Friday, November 8, 2024

TV Carnage

Grade: A

Remember when video mix-tapes were popular? Me neither, but they are exactly what they sound like – a mix of video clips instead of songs. TV Carnage is essentially a video mix-tape of the worst that TV has to offer. It takes clips from movies, TV shows, commercials, public service announcements and talent show footage and strings it all together. The result is terrible, terrible solid gold.

TV Carnage is the brainchild of Torontonian Derrick Beckles. You might remember him as the guy from the Truth Campaign messages about big tobacco on TV. He released the first in the TV Carnage series, Ouch Television My Brain Hurts, in 1996 and it was a huge hit. Since then, he’s put out four more volumes: A Rich Tradition of Magic, When Television Attacks, Casual Fridays, and A Sore for Sighted Eyes. Currently, Beckles is working on another instalment of TV Carnage called Cop Movie. If you guessed that it is going to involve a lot of clips from Cop Movies – you’re right.
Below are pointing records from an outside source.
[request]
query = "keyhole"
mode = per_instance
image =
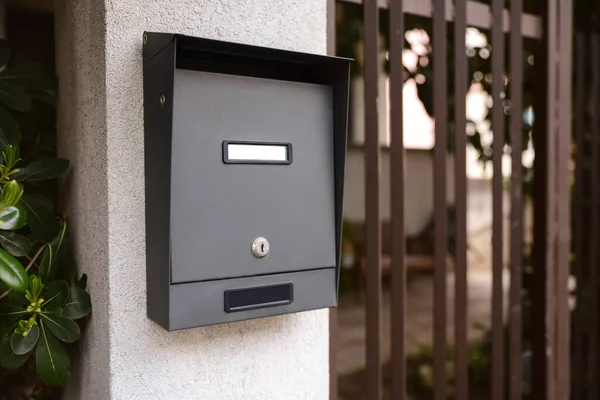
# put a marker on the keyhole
(260, 247)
Things have changed in the last 13 years, so the format of Cop Movie is going to be considerably less random than the rest of TV Carnage. Early on, the project was obscure enough to fly under the radar while using footage from feature films and commercials for major companies, but as the franchise built a bigger profile, the involvement of lawyers has increased. Regardless, copyright isn’t much of an issue to Beckles. While he is aware that a lot of what he does is technically illegal, he said in an interview with The Apiary News that he views television as “non-intellectual property.”

A major part of the appeal of TV Carnage is that it highlights how utterly bizarre television is. Beckles takes clips from things like Entertainment Tonight, Pizza Pizza commercials, and the Young and the Restless – regular old television that we’ve all seen a million times – and makes us realize how hilarious and messed up it really is. On the other hand, some of this stuff is so weird that it’s hard to believe someone actually directed this, watched the playback afterward and gave it the green light. I can only assume the guy dancing in slow motion to country music in spandex leggings with tassels has changed his name and his face or is hiding out in a remote cabin somewhere.

When you watch a TV Carnage DVD, I recommend watching it with commentary. Beckles talks about where the clip came from or just makes general comments as he gets progressively drunker throughout the video. It is pretty much the equivalent of watching a movie with a friend who talks the whole time, but it’s okay because everything they say is funny.

Never seen a “say no to drugs” message in the form of interpretative dance? Don’t know what a squirrel melt is? Rent TV Carnage. Now is your chance.